In fact, there are two compelling reasons for embracing such a new vision of utopia now. First, because it is within humanity’s reach. We have the technical resources to make sure everyone has access to food, clothing, shelter. We also have a technology (the Internet) to let us globally collaborate on solving problems. So any argument about “it can’t be done” at this point is a defeatist, negative one (and I plan to take on some of these in subsequent posts, such as the “goes against human nature” objection). Second, we need it more urgently than ever before. Not only are we screwing up the environment potentially beyond recovery but we are also ripping apart the existing social and economic fabric. The last few times we did this we wound up with revolutions and wars. We should all wish to avoid a horrible transition because given our capabilities the downsides could be much worse than even the previous world wars.
What does life in my utopia look like? Everyone has a basic guaranteed income. We are all connected to a global and free Internet (free as in not controlled by any one entity and free at the margin after paying a basic access fee that can easily be afforded with the guaranteed income). We are sharing information freely and collaborating to solve environmental and healthcare problems. We spend our time learning, producing and consuming art and (for some) working in a more traditional sense.
I have no illusion that it will take us a long time to get even close to this vision. Likely several, possibly many generations. But there does seem to be a path towards this world and it revolves around doing away with nation states (and hence also with the UN). Instead we need a global network of cities and regions. We could get there through the leadership of the mayors of the largest cities of the world. Already today the top 50 cities and their immediate surroundings globally have 10% of the global population living in them (and vastly more of its economic activity).

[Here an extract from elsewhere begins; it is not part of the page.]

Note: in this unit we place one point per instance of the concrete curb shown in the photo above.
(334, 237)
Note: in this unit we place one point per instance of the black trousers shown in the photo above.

As a starting step, some of the largest cities could become the nodes in a globally free Internet. As a next step they might declare themselves Internet free trade zones with much less restrictive intellectual property regimes. There are likely some additional step to strengthen this alliance of cities including figuring out how to include regions. At some point they would need the guts to break away from their respective federal/state taxation systems. I will write a lot more about what a city and region based governance system might look like but to avoid massive distortions it would need a relatively simple and unified tax system (tax sales, income, treat inheritance as income and allocate on the basis of where sales happen / people spend their time).
And yes, I fully realize that this all sounds grandiose and lacks pretty much all detail. But the same was true at some point for air travel or having a global information network or routinely living to the age of 80 or cities with 20 million people living in them. So unlike Brand I am not calling for a random revolution but for laying the intellectual ground work for a new alliance among the cities and regions of the world, not unlike when the colonies came together to form the United States of America. We need a new set of Federalist Papers — or maybe it should be the Globalist or Humanist Papers. And yes we need to think big because the stuff our present national governments are doing generally amounts to spending a fortune on rearranging the deck chairs on the Titanic.